Richard Cobden (1804 – 1865)
We celebrate our 125th Annual Henry George Commemorative Dinner this September and with that in mind, we continue unveiling our rich historical tradition of land reformers in the Geoists in History series with Richard Cobden.
“You who shall liberate the land will do more for your country than we have done in the liberation of its trade.”
“How far, how just, how honest, and how expedient it was to have any tax whatever laid upon the food of the people?”
“There are in England women and children dying with hunger, with hunger made by the laws. Come with me, and we will not rest until we have repealed those laws.”
This English politician and economist was the leader of the free-trade movement, as well as strenuously and unceasingly working for the cause of international peace. However, it is not widely known that – after penetrating the workings of free and fair trade – he realised how limited would be such reforms without returning to all people their most important birthright – equal access to land. He saw that no ultimate benefit would ensue to the mass of the people by the abolition of all taxes on food without geoist reforms. Thus, in the last year of his life, and in the last speech which he made, he regretted his age and failing physical energies, since he was now debarred from entering on an agitation for the abolition of those customs and privileges which made land the monopoly of the rich, and condemned the English peasantry to hopeless labour.

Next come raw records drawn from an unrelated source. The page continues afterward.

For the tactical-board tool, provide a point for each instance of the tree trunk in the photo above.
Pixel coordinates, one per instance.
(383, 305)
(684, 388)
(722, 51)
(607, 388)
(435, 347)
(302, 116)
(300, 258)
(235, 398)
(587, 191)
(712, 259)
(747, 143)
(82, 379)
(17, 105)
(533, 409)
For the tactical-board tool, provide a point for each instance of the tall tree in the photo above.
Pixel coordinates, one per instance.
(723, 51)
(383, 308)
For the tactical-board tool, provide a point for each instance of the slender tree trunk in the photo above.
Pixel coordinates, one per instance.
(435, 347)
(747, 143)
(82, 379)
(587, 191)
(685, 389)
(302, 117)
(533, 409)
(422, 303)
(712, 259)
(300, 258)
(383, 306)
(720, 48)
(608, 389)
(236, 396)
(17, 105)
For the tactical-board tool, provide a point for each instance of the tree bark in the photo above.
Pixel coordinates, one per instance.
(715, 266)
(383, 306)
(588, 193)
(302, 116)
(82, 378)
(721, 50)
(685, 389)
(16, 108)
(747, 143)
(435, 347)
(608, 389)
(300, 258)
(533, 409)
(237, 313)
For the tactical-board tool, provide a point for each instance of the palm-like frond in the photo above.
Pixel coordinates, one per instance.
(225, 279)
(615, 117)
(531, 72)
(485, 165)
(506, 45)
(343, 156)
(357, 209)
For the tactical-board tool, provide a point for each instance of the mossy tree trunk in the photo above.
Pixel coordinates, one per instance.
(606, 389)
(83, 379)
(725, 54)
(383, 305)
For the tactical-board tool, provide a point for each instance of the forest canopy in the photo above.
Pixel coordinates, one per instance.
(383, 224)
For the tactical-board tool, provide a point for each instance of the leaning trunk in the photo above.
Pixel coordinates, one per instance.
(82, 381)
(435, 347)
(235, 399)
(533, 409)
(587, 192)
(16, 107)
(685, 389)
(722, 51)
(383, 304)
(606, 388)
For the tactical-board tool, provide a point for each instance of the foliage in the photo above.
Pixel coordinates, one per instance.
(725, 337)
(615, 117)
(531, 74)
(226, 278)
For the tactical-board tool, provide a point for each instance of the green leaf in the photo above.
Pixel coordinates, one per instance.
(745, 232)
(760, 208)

The son of a farmer, Cobden was born with 10 siblings in West Sussex with poverty forcing him to live with an uncle who trained him to be a clerk in his London warehouse. He was constitutionally endowed with an alert and restless intelligence, and in the hardest days of his youth he did what he could to educate himself. He became a traveling salesman and became so successful that in 1831 that he went out on his own and took over the calico printing company in Manchester, the modest profits from which allowed him to devote full time to the cause of free trade and the fight for limited government, social justice, and freedom.
He soon took up the leadership of Manchester’s campaign against the Corn Laws, which he saw as the outstanding bastion of aristocratic self-interest within the British state. The Corn Laws were protectionist tariffs which restricted the free flow of corn, wheat, barley, and oats between Great Britain and foreign countries to shield the British farmer from competition. This campaign consumed Cobden’s energies between 1839 and the eventual repeal of the Corn Laws in 1846, due in no small part to his unequalled skills as an orator and his reputation for impeccable honesty.
After repeal, he played a leading part in the international peace congresses, 1848-53, campaigned against loans for standing armaments, and urged the British government to adopt compulsory arbitration in international disputes. Cobden also unsuccessfully took up a series of domestic reforms, especially for secular education (which he had admired in the United States), and financial reform.
On his return from extensive travels, having been re-elected to Parliament for Rochdale, he declined to join Palmerston’s cabinet. Even so in late 1859, the danger of panic-fed war between England and France encouraged him to take up, on Palmerston’s behalf, negotiations which led to the Anglo-French [Cobden-Chevalier] commercial treaty of 1860. This involved lengthy detailed diplomacy in Paris and a good working relationship with the Emperor Napoleon III. It stimulated a series of commercial treaties binding Europe into the nearest it got to a common market before the late twentieth century. If commerce was for Cobden the best way to peace, he also continued to urge arbitration treaties and the reform of international, especially maritime law.
His legacy is enormous and remains so to this day. For 85 years free trade reigned as England’s national policy, influencing the commercial principles of every major country in the world. His internationalism inspired a generation of liberal and socialist statesman and thinkers, such as Gladstone and J. A. Hobson in Britain and Bernstein in Germany. If only the great man had “seen the cat” at an earlier age, perhaps we’d be living on an entirely different planet!
“For a period of 150 years after the [Norman] Conquest the whole of the revenue of the country was derived from the land. During the next 150 years it yielded 19 twentieths of the revenue — for the next century it was 9 tenths. During the next 70 years to the reign of Mary it fell to about three fourths. From this time to the end of the Commonwealth, land appeared to have yielded one half of the revenue. Down to the reign of Anne it was one fourth. In the reign it was one seventh. From 1793 to 1816 (during the period of the land Tax) land contributed one ninth, from which time to 1845 one twenty-fifth only has been derived from the land. Thus the land which anciently paid the whole of taxation pays now only a fraction, notwithstanding the immense increase in the amount of the rentals… The people had fared better under the despotic monarchs than when the power of the state had fallen into the hands of a landed oligarchy who had first exempted themselves from taxation, and next claimed compensation for themselves by a corn law for their heavy and peculiar burdens.”